- Edição Nº2210 - 7-4-2016
Angola: solidariedade e coerência
A rapidez com que se passa da discussão
de um processo judicial em curso nos tribunais angolanos
para considerações categóricas sobre Angola
e o caminho que os angolanos devem fazer
mostra bem o quadro em que é feita esta discussão.
Quem recorrentemente tem levado à Assembleia da República a discussão sobre Angola não tem qualquer preocupação com o povo angolano, as suas condições de vida, a sua liberdade ou o seu futuro. Pretende sim encontrar um pretexto que lhe permita retirar dividendos políticos imediatos instrumentalizando legítimos sentimentos de solidariedade com aquele povo, mesmo que para isso tenha de acompanhar (e alimentar) uma campanha que visa atingir o contrário das proclamações sobre liberdade e democracia com que se disfarça.
E se, pelo caminho, houver condições para apontar toda a artilharia ao PCP, tanto melhor. Não se espera sequer meia-dúzia de horas para que, a partir da comunicação social dominante ou das redes sociais, se esteja a atirar àquele que, para muitos, era afinal o alvo escondido sob o pretexto de Angola. Ou será que ninguém estranha que se tenha ocupado mais tempo a atacar a posição do PCP (em muitos casos sem sequer a conhecer ou deturpando os seus fundamentos) do que a escrutinar os argumentos daqueles que usam ora Rafael Marques ora Luaty Beirão para se guindarem a educadores do povo angolano, ditando aos angolanos o que o seu país é e o que dele devem fazer?
É óbvio que a maioria dos portugueses se identifica com os anseios do povo angolano de viver num país mais democrático, mais desenvolvido e com mais justiça social e, naturalmente, é solidária com essa luta do povo angolano. E a questão nem sequer é a da legitimidade e justeza dessas aspirações e reivindicações, que não se questionam onde quer que seja que os trabalhadores e os povos lutem para as alcançar. A questão é a de saber se essas justas aspirações e reivindicações são ou não instrumentalizadas conduzindo precisamente à sua negação.
Manipulação e ocultação
Em nome da liberdade, dos direitos humanos e da democracia fizeram-se as guerras ao Iraque e à Líbia, que serviram afinal para saquear e controlar as riquezas daqueles países, destruindo os seus estados e negando aos trabalhadores e aos povos desses países os mais elementares direitos. Em nome da liberdade, da democracia e da justiça social deram-se apoios e financiamento àqueles que se designava por «combatentes da liberdade», incluindo os que a partir da Síria, da Líbia ou do Iraque vieram a constituir com esse apoio o que hoje se designa por auto-proclamado Estado Islâmico (ou Daesh).

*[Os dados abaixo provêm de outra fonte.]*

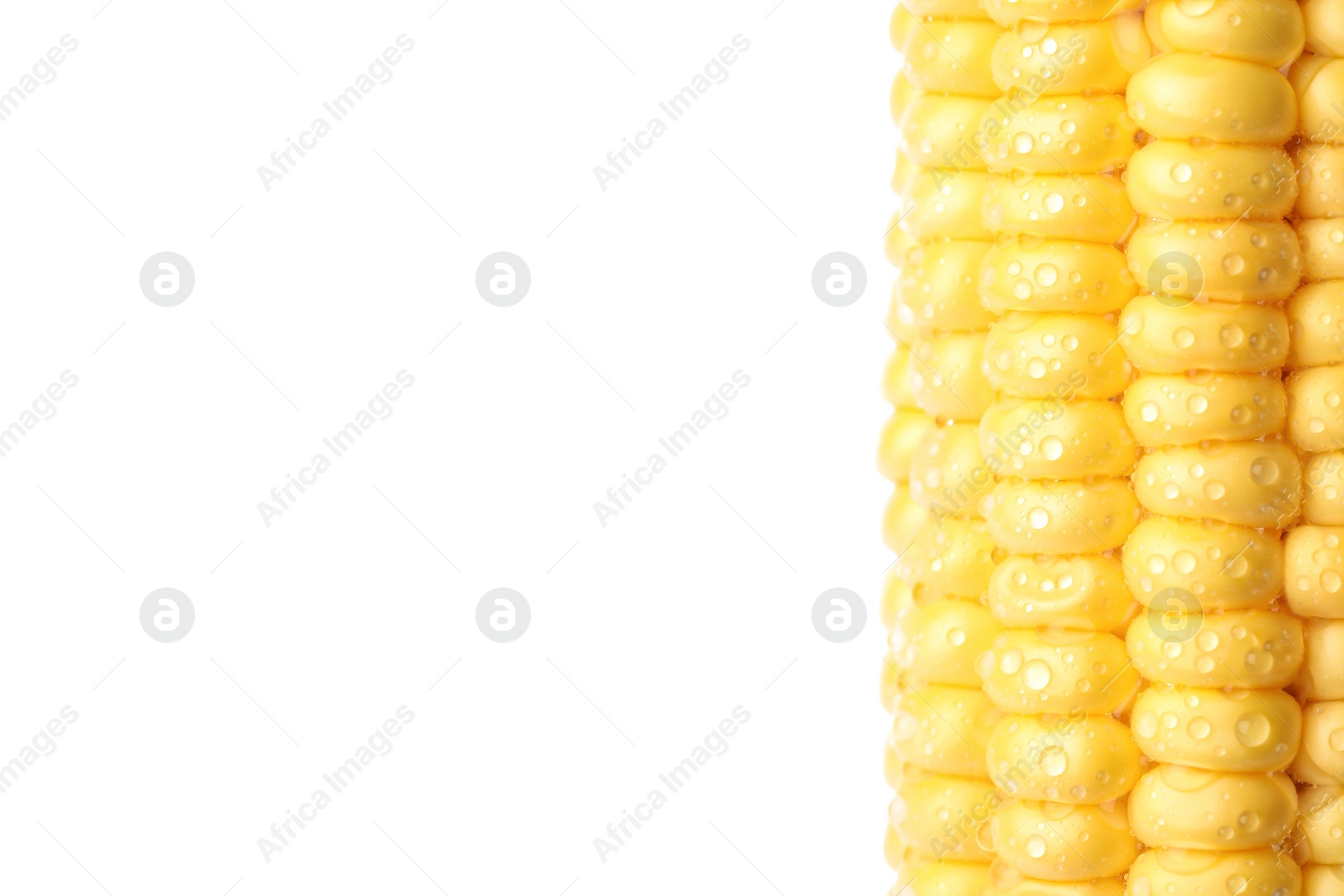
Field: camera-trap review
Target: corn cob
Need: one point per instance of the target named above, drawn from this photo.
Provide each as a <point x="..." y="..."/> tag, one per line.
<point x="1200" y="372"/>
<point x="1312" y="559"/>
<point x="1062" y="506"/>
<point x="934" y="757"/>
<point x="1207" y="336"/>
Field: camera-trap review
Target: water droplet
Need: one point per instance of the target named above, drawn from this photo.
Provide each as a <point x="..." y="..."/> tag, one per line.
<point x="1035" y="674"/>
<point x="1265" y="470"/>
<point x="1054" y="761"/>
<point x="1253" y="728"/>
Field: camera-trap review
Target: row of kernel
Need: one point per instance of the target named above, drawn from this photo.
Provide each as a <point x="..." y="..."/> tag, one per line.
<point x="1061" y="506"/>
<point x="1215" y="259"/>
<point x="936" y="752"/>
<point x="1314" y="559"/>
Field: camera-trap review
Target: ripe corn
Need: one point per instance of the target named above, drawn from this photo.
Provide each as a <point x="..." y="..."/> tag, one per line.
<point x="931" y="448"/>
<point x="1312" y="557"/>
<point x="1119" y="448"/>
<point x="1062" y="506"/>
<point x="1218" y="483"/>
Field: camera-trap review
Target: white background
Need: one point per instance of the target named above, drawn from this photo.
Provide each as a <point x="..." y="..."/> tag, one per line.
<point x="644" y="634"/>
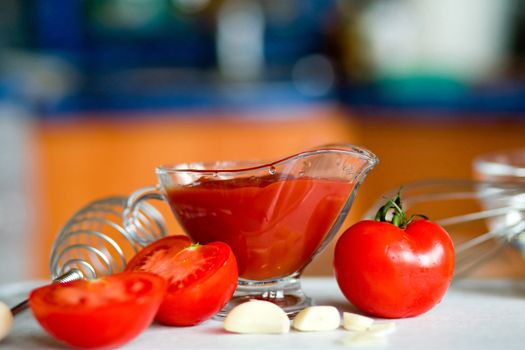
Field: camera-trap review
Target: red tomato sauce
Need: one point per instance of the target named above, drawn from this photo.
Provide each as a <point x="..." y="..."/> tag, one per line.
<point x="273" y="225"/>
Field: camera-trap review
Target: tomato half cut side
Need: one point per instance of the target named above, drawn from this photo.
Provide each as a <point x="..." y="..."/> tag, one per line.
<point x="101" y="313"/>
<point x="201" y="278"/>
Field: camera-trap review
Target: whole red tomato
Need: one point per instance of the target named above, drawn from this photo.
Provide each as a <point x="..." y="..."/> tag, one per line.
<point x="394" y="268"/>
<point x="201" y="278"/>
<point x="105" y="312"/>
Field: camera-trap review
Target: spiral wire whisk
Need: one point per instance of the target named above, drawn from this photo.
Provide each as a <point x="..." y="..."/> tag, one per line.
<point x="94" y="242"/>
<point x="492" y="213"/>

Em nome do combate à corrupção e à oligarquia e exigindo liberdade e democracia foram apoiados na Ucrânia os golpistas da Praça Maidan que conduziram os nazi-fascistas ao poder, mesmo quando já era claro que era essa a natureza das forças que dirigiam e que eram falsas as proclamações com que se dissimulavam.
Ninguém nega a justeza das aspirações e reivindicações de mais democracia, liberdade e justiça social mas também ninguém se atreverá a negar que elas foram instrumentalizadas para conduzir ao resultado exactamente oposto.
Solidariedade ou instrumento?
A solidariedade do PCP com os trabalhadores e o povo angolano exige que não deixemos Angola à mercê de quem quer fazer daquele país o mesmo que fez à Líbia ou ao Iraque, instrumentalizando legítimos anseios ou aspirações. A nossa solidariedade com os trabalhadores e os povos que lutam por mais democracia, liberdade e justiça social exige que recusemos acompanhar aqueles que, em nome desses valores, alimentam operações que conduzam à ingerência, à desestabilização externa e à guerra e à imposição de menos liberdade, menos democracia e menos justiça social.
Mesmo quando para alguns isso é difícil de compreender por que não bate certo com as operações mediáticas construídas a partir da propaganda determinada pelos centros do imperialismo. Ou será que ninguém estranha que as posições assumidas por BE e PS nos votos que apresentaram sobre Angola sejam convergentes com aquelas que foram assumidas pelo Departamento de Estado norte-americano e pela União Europeia?
Ao contrário de outros, que se posicionam como instrumentos de cada operação desencadeada pelo imperialismo para liquidar a soberania e submeter países às suas ordens, que têm as suas mãos sujas com o sofrimento, a morte e a devastação que atinge os povos desses países, que são também responsáveis pelos milhões de refugiados que resultam dessas agressões, o PCP afirmará sempre a sua defesa da liberdade, da democracia, dos direitos dos cidadãos e nunca será instrumento ao serviço das operações que querem fazer de Angola mais uma vítima, que queiram fazer de Angola uma nova Líbia.